As the term suggests, a low-carb diet particularly controls the amount of carbohydrates being ingested in the body. Limiting the carbohydrates in a low-carbohydrate diet has many useful purposes. One of them would be to lower the amount of glucose intake so that the insulin level in the body remains controlled. A low-carb diet also reduces risk of developing severe ailments such as cancer, metabolic syndrome and other heart diseases such as atherosclerosis etc. Read on to learn how many carbs you should eat on a low-carb diet and what to eat on a low carb diet.

How Many Carbs Should You Eat on a Low-carb Diet?

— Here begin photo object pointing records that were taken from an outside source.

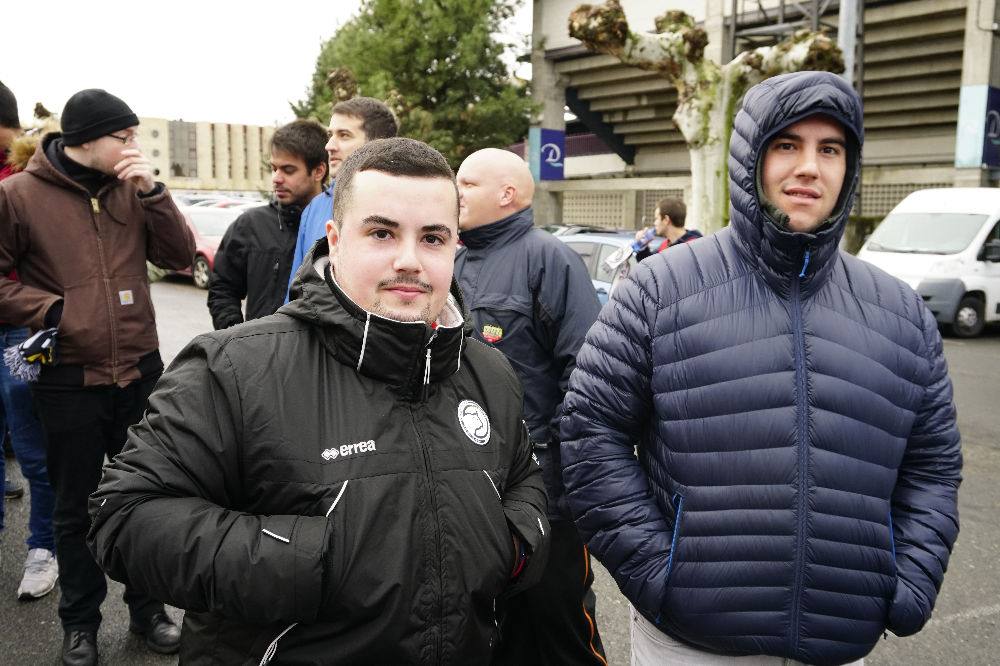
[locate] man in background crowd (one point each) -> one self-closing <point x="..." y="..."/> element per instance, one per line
<point x="78" y="225"/>
<point x="353" y="123"/>
<point x="254" y="260"/>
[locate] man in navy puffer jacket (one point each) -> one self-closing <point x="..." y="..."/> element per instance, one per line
<point x="795" y="492"/>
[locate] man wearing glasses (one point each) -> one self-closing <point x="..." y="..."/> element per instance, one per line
<point x="78" y="225"/>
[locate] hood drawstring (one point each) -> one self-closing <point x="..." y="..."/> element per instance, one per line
<point x="427" y="364"/>
<point x="364" y="340"/>
<point x="805" y="264"/>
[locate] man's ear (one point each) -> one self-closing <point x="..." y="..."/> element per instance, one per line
<point x="507" y="195"/>
<point x="332" y="236"/>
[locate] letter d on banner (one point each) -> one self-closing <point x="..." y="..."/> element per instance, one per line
<point x="547" y="152"/>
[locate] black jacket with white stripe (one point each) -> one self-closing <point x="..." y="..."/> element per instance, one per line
<point x="325" y="486"/>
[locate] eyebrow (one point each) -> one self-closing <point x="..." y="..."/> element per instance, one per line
<point x="792" y="136"/>
<point x="378" y="220"/>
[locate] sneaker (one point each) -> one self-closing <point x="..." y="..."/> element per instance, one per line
<point x="40" y="574"/>
<point x="12" y="488"/>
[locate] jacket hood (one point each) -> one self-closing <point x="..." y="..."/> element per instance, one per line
<point x="768" y="108"/>
<point x="501" y="232"/>
<point x="41" y="165"/>
<point x="408" y="356"/>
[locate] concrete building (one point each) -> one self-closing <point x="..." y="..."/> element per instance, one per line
<point x="930" y="79"/>
<point x="208" y="156"/>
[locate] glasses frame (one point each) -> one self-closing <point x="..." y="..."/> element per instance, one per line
<point x="127" y="139"/>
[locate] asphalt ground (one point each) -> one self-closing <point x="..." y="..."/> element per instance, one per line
<point x="965" y="628"/>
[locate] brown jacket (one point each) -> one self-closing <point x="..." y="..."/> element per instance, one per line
<point x="89" y="252"/>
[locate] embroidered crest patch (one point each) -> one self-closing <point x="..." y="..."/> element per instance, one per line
<point x="492" y="333"/>
<point x="474" y="421"/>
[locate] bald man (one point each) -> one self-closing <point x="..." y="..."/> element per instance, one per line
<point x="530" y="296"/>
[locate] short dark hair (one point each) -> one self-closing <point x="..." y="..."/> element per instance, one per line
<point x="305" y="139"/>
<point x="396" y="156"/>
<point x="377" y="121"/>
<point x="675" y="208"/>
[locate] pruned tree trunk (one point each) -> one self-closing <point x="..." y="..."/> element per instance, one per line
<point x="707" y="93"/>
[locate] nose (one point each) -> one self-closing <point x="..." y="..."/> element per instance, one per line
<point x="807" y="166"/>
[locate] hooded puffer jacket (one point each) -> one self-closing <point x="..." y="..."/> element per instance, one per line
<point x="325" y="486"/>
<point x="795" y="492"/>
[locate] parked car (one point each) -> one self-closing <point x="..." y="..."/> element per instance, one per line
<point x="208" y="226"/>
<point x="945" y="243"/>
<point x="596" y="248"/>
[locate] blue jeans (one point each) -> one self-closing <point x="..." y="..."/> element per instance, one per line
<point x="26" y="436"/>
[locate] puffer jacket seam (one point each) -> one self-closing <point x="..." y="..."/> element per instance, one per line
<point x="239" y="397"/>
<point x="707" y="288"/>
<point x="880" y="306"/>
<point x="730" y="313"/>
<point x="616" y="329"/>
<point x="894" y="343"/>
<point x="608" y="355"/>
<point x="617" y="391"/>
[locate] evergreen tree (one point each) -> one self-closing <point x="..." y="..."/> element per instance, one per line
<point x="437" y="63"/>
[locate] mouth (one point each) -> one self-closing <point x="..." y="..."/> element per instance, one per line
<point x="803" y="193"/>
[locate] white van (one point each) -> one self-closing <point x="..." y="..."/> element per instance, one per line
<point x="945" y="243"/>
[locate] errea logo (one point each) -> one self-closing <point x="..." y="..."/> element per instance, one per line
<point x="348" y="450"/>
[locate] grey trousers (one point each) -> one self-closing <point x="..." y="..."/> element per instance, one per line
<point x="652" y="647"/>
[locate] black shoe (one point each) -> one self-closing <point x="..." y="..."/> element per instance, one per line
<point x="161" y="634"/>
<point x="80" y="648"/>
<point x="12" y="488"/>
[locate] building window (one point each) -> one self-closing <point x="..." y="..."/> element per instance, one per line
<point x="183" y="143"/>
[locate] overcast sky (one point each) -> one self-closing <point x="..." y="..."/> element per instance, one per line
<point x="215" y="61"/>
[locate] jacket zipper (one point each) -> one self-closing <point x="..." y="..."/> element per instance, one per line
<point x="95" y="206"/>
<point x="802" y="445"/>
<point x="429" y="474"/>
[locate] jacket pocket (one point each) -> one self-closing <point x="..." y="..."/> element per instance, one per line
<point x="498" y="515"/>
<point x="678" y="502"/>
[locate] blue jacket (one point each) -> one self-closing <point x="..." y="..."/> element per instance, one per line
<point x="530" y="296"/>
<point x="312" y="227"/>
<point x="795" y="492"/>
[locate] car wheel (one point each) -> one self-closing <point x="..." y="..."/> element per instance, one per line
<point x="968" y="318"/>
<point x="200" y="272"/>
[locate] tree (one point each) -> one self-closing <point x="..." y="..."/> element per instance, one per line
<point x="707" y="93"/>
<point x="437" y="63"/>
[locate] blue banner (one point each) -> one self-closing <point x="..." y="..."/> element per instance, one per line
<point x="547" y="153"/>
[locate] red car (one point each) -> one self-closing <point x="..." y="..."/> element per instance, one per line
<point x="207" y="225"/>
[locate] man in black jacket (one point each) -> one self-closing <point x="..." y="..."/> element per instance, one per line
<point x="375" y="513"/>
<point x="530" y="297"/>
<point x="255" y="256"/>
<point x="670" y="214"/>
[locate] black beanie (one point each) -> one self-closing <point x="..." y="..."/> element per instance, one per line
<point x="93" y="113"/>
<point x="8" y="108"/>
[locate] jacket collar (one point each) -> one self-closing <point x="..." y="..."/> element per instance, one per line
<point x="768" y="108"/>
<point x="408" y="356"/>
<point x="288" y="216"/>
<point x="500" y="232"/>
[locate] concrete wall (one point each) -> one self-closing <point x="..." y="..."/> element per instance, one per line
<point x="230" y="157"/>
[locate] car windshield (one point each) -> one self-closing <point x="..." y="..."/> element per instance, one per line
<point x="926" y="233"/>
<point x="212" y="222"/>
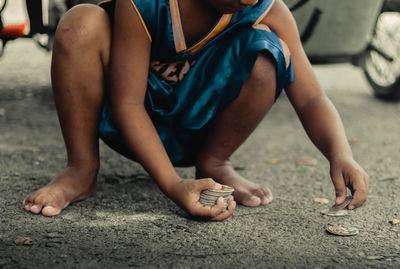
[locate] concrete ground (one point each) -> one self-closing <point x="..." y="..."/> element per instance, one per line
<point x="130" y="223"/>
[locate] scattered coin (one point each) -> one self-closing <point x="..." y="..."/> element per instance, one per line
<point x="306" y="160"/>
<point x="321" y="200"/>
<point x="275" y="161"/>
<point x="331" y="212"/>
<point x="387" y="178"/>
<point x="354" y="141"/>
<point x="342" y="230"/>
<point x="23" y="241"/>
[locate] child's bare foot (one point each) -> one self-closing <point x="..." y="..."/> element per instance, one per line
<point x="70" y="186"/>
<point x="246" y="192"/>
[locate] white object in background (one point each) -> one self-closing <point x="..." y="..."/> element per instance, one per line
<point x="15" y="12"/>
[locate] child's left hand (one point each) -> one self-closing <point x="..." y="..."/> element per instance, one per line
<point x="345" y="172"/>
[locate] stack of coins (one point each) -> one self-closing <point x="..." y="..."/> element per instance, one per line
<point x="209" y="197"/>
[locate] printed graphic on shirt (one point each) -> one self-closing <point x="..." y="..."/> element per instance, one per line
<point x="171" y="72"/>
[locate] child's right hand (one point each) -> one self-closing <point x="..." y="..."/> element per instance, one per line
<point x="186" y="193"/>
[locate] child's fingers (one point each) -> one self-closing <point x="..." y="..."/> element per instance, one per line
<point x="340" y="187"/>
<point x="360" y="191"/>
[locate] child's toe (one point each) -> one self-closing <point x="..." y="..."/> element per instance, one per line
<point x="36" y="208"/>
<point x="50" y="210"/>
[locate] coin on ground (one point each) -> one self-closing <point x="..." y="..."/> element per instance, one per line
<point x="331" y="212"/>
<point x="342" y="230"/>
<point x="23" y="241"/>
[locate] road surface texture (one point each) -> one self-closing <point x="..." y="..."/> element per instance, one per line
<point x="130" y="223"/>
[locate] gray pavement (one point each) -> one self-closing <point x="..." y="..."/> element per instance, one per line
<point x="129" y="223"/>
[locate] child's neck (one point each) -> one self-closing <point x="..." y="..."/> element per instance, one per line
<point x="198" y="17"/>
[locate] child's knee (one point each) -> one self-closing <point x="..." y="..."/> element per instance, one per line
<point x="82" y="27"/>
<point x="262" y="81"/>
<point x="264" y="69"/>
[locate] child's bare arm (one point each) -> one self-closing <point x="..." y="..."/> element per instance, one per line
<point x="317" y="114"/>
<point x="130" y="56"/>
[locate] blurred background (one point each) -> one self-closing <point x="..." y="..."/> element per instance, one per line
<point x="364" y="33"/>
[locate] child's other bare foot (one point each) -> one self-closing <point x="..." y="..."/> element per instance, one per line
<point x="246" y="192"/>
<point x="70" y="186"/>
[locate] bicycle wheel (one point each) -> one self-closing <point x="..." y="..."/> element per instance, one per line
<point x="382" y="59"/>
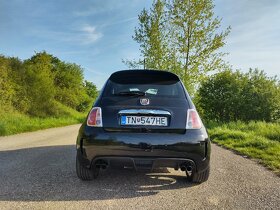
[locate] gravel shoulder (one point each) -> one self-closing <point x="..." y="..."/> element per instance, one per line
<point x="37" y="171"/>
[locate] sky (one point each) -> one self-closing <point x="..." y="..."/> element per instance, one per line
<point x="97" y="34"/>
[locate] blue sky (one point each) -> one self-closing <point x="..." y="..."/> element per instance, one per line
<point x="97" y="34"/>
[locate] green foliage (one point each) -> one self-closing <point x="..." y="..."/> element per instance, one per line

A low-carb diet will typically peruse you to control your daily carbohydrate diet and would in turn help you to treat yourself with starchy products wisely. In this plan, a carb diet of about <144 grams per day is highly recommended. In other terms, all of the people on a low-carb diet may pursue an intake of carbohydrates anywhere between 20-150 grams per day to control the release and the level of dietary insulin in the body.

Atkins Program

Atkins program would be considered as a perfect dietary pact for people who have associated themselves with the poor phenomenon of binge eating and perhaps, have been motivated to reduce weight. The Atkins program suggests an idyllic plan for people who wish to pursue a low-carb diet.

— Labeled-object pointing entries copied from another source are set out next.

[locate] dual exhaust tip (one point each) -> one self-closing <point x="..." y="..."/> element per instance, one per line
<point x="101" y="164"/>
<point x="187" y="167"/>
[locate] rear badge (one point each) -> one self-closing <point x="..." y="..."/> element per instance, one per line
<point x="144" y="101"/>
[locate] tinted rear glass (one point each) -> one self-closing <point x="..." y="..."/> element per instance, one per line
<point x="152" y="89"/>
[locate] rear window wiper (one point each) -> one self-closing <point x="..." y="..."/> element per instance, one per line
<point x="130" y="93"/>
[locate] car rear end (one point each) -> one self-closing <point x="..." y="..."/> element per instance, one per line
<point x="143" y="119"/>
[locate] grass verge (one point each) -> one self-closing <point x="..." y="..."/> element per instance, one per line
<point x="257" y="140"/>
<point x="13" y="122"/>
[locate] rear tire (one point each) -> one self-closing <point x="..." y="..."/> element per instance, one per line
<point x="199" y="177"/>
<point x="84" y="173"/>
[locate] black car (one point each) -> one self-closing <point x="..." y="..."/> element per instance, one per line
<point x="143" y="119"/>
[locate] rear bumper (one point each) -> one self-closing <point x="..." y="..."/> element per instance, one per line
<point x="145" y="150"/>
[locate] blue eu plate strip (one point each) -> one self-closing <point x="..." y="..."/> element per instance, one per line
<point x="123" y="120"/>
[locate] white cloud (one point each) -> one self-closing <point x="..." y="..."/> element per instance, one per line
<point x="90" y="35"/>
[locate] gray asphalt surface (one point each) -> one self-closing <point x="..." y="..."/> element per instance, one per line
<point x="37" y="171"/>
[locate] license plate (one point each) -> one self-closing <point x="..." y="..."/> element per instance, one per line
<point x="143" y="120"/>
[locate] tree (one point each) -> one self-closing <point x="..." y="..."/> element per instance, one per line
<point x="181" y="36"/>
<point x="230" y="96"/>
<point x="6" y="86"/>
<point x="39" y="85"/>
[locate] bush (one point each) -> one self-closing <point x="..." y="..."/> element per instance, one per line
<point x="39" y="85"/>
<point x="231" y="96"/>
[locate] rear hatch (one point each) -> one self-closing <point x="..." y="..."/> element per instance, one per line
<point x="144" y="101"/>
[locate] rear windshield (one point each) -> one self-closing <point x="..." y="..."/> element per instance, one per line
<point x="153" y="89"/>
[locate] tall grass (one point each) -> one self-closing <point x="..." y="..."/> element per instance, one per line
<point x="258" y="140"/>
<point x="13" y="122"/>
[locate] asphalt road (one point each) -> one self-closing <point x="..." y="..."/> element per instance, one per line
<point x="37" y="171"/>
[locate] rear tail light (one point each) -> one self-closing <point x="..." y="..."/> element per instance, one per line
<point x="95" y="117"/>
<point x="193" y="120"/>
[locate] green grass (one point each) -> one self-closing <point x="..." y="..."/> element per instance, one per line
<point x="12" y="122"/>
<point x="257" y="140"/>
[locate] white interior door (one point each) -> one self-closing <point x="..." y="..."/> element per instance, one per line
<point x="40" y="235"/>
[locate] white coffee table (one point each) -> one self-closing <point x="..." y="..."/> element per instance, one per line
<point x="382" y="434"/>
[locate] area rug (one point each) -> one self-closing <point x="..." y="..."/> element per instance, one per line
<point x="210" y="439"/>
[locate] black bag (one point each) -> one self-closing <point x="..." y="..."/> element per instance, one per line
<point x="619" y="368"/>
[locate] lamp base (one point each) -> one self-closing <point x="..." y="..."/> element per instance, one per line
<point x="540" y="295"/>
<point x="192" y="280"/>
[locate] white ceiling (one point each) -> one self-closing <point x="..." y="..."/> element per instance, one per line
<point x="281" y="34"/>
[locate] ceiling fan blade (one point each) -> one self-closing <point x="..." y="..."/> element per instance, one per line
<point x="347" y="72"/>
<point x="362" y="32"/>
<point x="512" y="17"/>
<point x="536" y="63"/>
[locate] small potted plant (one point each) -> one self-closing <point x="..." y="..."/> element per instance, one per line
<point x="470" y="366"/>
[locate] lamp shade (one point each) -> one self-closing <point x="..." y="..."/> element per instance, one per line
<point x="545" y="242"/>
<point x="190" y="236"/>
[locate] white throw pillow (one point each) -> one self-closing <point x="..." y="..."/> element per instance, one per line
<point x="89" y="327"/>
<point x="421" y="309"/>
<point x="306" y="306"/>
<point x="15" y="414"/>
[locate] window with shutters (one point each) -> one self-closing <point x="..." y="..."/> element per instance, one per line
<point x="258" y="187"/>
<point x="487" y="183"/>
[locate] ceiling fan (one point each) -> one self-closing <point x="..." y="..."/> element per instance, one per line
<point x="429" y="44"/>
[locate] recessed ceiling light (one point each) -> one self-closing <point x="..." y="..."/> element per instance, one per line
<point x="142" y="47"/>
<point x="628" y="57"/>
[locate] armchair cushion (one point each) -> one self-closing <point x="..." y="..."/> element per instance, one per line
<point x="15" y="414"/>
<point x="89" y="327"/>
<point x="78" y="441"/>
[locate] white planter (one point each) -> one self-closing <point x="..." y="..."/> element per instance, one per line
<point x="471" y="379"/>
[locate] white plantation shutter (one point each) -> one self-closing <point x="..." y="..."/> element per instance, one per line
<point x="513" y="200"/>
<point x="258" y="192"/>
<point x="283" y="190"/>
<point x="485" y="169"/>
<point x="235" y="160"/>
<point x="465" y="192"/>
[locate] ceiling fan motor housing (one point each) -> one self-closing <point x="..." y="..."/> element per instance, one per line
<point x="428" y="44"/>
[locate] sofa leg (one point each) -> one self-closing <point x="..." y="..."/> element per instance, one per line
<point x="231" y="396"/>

Watch a video to learn what Atkins Program entails:

What Carbohydrates to Eat on a Low Carb Diet?

What Foods to Eat

Carbohydrates mainly consist of grains, cereals and all those vegetables and fruits which contain starch in them.

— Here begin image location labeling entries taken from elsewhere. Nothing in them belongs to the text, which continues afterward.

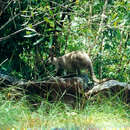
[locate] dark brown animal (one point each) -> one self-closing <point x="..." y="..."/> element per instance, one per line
<point x="74" y="62"/>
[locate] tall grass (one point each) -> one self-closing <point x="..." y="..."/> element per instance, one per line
<point x="99" y="111"/>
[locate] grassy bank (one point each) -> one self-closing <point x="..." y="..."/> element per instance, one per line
<point x="99" y="112"/>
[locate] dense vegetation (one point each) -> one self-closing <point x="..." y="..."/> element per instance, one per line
<point x="31" y="31"/>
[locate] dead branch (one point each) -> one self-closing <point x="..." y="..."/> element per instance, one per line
<point x="107" y="85"/>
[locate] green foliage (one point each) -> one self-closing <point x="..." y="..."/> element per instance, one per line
<point x="49" y="28"/>
<point x="99" y="112"/>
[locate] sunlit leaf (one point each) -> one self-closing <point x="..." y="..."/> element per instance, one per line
<point x="38" y="41"/>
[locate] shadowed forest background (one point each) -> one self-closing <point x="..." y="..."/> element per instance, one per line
<point x="31" y="31"/>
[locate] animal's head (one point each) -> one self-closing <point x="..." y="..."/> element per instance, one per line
<point x="52" y="60"/>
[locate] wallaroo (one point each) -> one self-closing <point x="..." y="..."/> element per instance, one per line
<point x="74" y="62"/>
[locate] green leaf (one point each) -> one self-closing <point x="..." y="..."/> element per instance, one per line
<point x="38" y="41"/>
<point x="50" y="22"/>
<point x="31" y="35"/>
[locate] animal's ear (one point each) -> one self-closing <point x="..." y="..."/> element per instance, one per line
<point x="54" y="59"/>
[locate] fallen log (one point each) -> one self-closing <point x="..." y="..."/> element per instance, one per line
<point x="68" y="86"/>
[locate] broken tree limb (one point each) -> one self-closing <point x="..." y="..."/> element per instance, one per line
<point x="58" y="87"/>
<point x="107" y="85"/>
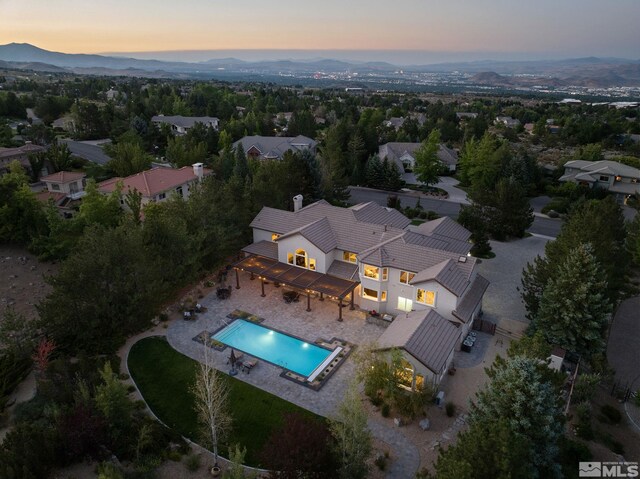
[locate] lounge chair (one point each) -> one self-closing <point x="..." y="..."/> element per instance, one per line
<point x="248" y="365"/>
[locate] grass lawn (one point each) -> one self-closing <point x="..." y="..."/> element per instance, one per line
<point x="165" y="378"/>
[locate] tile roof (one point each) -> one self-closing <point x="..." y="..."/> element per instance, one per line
<point x="318" y="232"/>
<point x="63" y="177"/>
<point x="185" y="121"/>
<point x="471" y="299"/>
<point x="445" y="273"/>
<point x="274" y="147"/>
<point x="268" y="249"/>
<point x="152" y="182"/>
<point x="395" y="150"/>
<point x="425" y="335"/>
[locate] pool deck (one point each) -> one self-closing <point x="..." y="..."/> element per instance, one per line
<point x="291" y="318"/>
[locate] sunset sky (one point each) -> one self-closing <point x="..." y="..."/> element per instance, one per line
<point x="537" y="29"/>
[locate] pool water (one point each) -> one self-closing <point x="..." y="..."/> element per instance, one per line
<point x="272" y="346"/>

For a low-carb diet, proteins are highly recommended to maintain weight. Meat, eggs, fish, poultry, bread and non-starchy vegetables would be placed atop the list that one would need to follow for an ideal low-carb diet. You should avoid or limit intake of beans, grains, nuts, sweets, pastas, fruits and starchy vegetables.

Sample Low Carb Menu

1. Sample One

Breakfast

  • Hot peanut Butter Flax Cereal
  • ¼ cup thawed frozen or fresh blueberries put on cereal

Lunch

  • Salad prepared from 4 cups of chopped romaine or other lettuce (dark green)
  • ½ avocado
  • 4 oz of chicken meat (cooked)

Snack

¼ cup of whole almonds

Dinner

  • Pan-fried or grilled steak
  • 1 cup green beans
  • 1 cup peppers and mushrooms prepared with herbs and wine

Nutritional Analysis

This menu includes 26 g of effective carbs and 32 g fiber, 95 g protein and 1500 calories.

2. Sample Two

Breakfast

  • 2 eggs
  • 2 slice of Canadian bacon
  • 6 asparagus spears, medium sized
  • 1 cup fresh or frozen strawberries

Lunch

  • 1 cup chicken (cooked)
  • 1/3 cup apple, chopped
  • ¼ cup pecans (chopped)

Snack

  • ½ cup yoghurt with cultures (plain), flavored with sugar-free syrup
  • 1-1/2 tbsp flax seed meal

Dinner

  • 4 oz lean beef
  • 1 cup mushrooms sautéed with olive oil
  • Spinach salad prepared with 3 cups spinach and dressing of olive oil

Nutritional Analysis

This menu contains 40 g carb, 20 g fiber, 127 g protein and 1700 calories. To reduce carb contents, limit on fruits.